ところがです、弘法大師空海はそのことをじゅうぶん承知していながら、いとも簡単に「それ如来の説法は必ず文字による。文字の所在は
六塵その体なり。六塵の本は法仏の三密すなわちこれなり。平等の三密は法界に遍じて常恒なり。五智四身は十界に具して欠けたることなし。悟れるものをば大
覚と号し、迷えるものをば衆生と名づく。衆生癡暗にして自ら覚るに由なし、如来加持してその帰趣を示したもう。帰趣の本は名教にあらざれば立せず。名教の
興りは声字にあらざれば成ぜず。声字分明にして実相顕わる。いはゆる声字実相とはすなわちこれ法仏平等の三密、衆生本有の曼荼なり。故に大日如来この声字
実相の義を説いて、かの衆生長眠の耳を驚かしたもう。」(『声字実相義』)と言ってのけました。
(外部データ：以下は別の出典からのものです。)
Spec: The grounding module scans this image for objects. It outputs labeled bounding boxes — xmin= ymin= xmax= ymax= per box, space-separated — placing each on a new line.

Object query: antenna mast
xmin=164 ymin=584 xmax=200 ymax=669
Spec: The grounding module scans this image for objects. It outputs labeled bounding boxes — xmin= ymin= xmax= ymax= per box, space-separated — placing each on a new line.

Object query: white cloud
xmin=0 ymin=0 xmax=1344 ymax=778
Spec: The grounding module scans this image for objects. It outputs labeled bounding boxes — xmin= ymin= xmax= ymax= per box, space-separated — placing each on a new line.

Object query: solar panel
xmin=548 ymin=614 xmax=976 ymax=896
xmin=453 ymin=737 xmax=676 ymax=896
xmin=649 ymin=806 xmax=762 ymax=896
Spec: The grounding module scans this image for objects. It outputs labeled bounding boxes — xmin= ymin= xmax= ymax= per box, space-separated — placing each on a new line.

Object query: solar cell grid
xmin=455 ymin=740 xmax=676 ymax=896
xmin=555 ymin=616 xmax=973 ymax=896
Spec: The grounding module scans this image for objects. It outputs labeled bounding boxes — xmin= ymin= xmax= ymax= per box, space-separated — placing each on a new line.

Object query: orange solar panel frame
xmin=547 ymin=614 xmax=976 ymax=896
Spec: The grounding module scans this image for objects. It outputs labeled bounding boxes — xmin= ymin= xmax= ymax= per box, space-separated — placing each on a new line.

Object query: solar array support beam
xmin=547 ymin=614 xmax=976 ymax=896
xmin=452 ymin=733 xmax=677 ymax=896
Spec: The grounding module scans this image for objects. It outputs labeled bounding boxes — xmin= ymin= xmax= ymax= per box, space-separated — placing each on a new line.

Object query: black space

今回のテーマ「六塵ことごとく文字」は『声字実相義』の有名なフレーズ「五大にみな響きあり、十界に言語を具す、六塵ことごとく文字
なり、法身はこれ実相なり」からとったものですが、「さとり」は「大日如来の説法(法身説法)」によって言葉や文字で表現されている(「果分可説」)とす
る空海の独壇場ともいうべき密教学説の中心に位置する命題であります。
空海の「言語哲学」ともいうべき言語に関するホロニックな解釈に、最大の評価を与えたのが今回の総合ディレクター松岡正剛さんでした。松岡さんはオープン
フォーラムの冒頭で、水銀鉱脈の発見から水銀の薬品化の事例や、潅漑用水としての満濃池の事例や、日本初の私立学校としての綜芸種智院など、空海が行った
社会事業を例にあげ、空海を真言密教の枠の中に押し込んでしまうのではなく、「仕事の母」として再評価すべきことを強調したあと、当時の中国語やインドの
サンスクリット語がわかった空海の言語能力から、空海後の真言僧による「いろは歌」の作成につながる「和語」(日本語の原型)つまり私たちにとって「母国
語」の創始者的存在として位置づけられました。
ゲストにお迎えした夢枕獏さんといい里中満智子さんといい杉浦康平さんといい内海清美さんといい、みな言葉・文字・物語・画像・造形
の表現に関する第一級のエンターテイナーです。その方々のほかに今回は「真言声明」の総本家京都・総本山智積院に伝わる「声明」の実演を真言宗僧侶の徳永
隆昭さんにお願いし、会場のみなさんにまじかに聞いていただきました。まさに「声字実相」の体験でした。